It is really a rare thing when I draw out an idea but lately I have been falling into the habit.  Drawings really just become affirmations of ideas that pop into my head.  My last drawing doesn’t make that much sense alone but helped me visualize what I had working around in my mind.  Like this drawing confuses the foreground and background characteristics of the cube, I hoped that I could create a similar effect with a steel form and a shadow.

This idea is really simple.  Basically it is a cube with only five sides that lines up with a light source.  That light source, or spotlight in this case, creates a shadow that makes the sixth side.  Through this exploration I learned a few new tricks for creating a dimensional object and managed to make a nicely welded steel frame cube.  Magnets are really great for this sort of design.  Here are some of the process photos.

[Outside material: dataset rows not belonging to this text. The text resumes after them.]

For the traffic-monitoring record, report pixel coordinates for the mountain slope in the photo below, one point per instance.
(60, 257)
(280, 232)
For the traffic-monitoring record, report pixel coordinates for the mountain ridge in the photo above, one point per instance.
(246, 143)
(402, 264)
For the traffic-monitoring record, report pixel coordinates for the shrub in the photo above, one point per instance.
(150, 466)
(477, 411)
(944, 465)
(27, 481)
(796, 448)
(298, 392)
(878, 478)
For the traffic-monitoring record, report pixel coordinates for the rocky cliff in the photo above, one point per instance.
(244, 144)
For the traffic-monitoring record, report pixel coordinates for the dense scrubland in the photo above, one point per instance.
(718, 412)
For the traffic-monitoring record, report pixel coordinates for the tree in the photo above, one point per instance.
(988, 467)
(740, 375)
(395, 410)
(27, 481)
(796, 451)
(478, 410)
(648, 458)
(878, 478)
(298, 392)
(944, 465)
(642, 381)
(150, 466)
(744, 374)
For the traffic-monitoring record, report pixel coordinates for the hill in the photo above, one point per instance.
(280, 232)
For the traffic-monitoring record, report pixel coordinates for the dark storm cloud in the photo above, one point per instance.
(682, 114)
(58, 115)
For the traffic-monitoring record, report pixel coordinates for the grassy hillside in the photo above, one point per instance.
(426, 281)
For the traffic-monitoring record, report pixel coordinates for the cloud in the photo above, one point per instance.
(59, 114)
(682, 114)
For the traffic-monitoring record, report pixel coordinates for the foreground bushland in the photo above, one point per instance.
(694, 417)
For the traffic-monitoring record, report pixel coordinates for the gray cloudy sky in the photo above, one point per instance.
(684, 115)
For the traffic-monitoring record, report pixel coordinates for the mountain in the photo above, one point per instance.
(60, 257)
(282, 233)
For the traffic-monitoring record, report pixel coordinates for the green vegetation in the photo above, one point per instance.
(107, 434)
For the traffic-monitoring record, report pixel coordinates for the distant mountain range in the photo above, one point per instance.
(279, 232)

After I constructed the form I had to set up a gallery situation, in a way, to see if my idea was at all possible.  Basically I had to imagine that the table was the wall and the light was in the ceiling.  Going into this I already knew that I was going to have to bend the legs a bit to account for the way the light traveled through the object or, in other words, the way the light is actually traveling in a conical direction from a single point.  Once that was adjusted the interaction between 2D and 3D space became more apparent and confused.

Once I match the tone of the object to the tone of the shadow this cube is going to blend 2D and 3D space in, I hope, startling ways.  Also, the sun is the ultimate spotlight leaving me wondering how I can create time related pieces that respond to the angle of the sun.

Again, just come to my studio an experience these things first hand.  Photos and sketches fail to translate the effect my work has on your perception.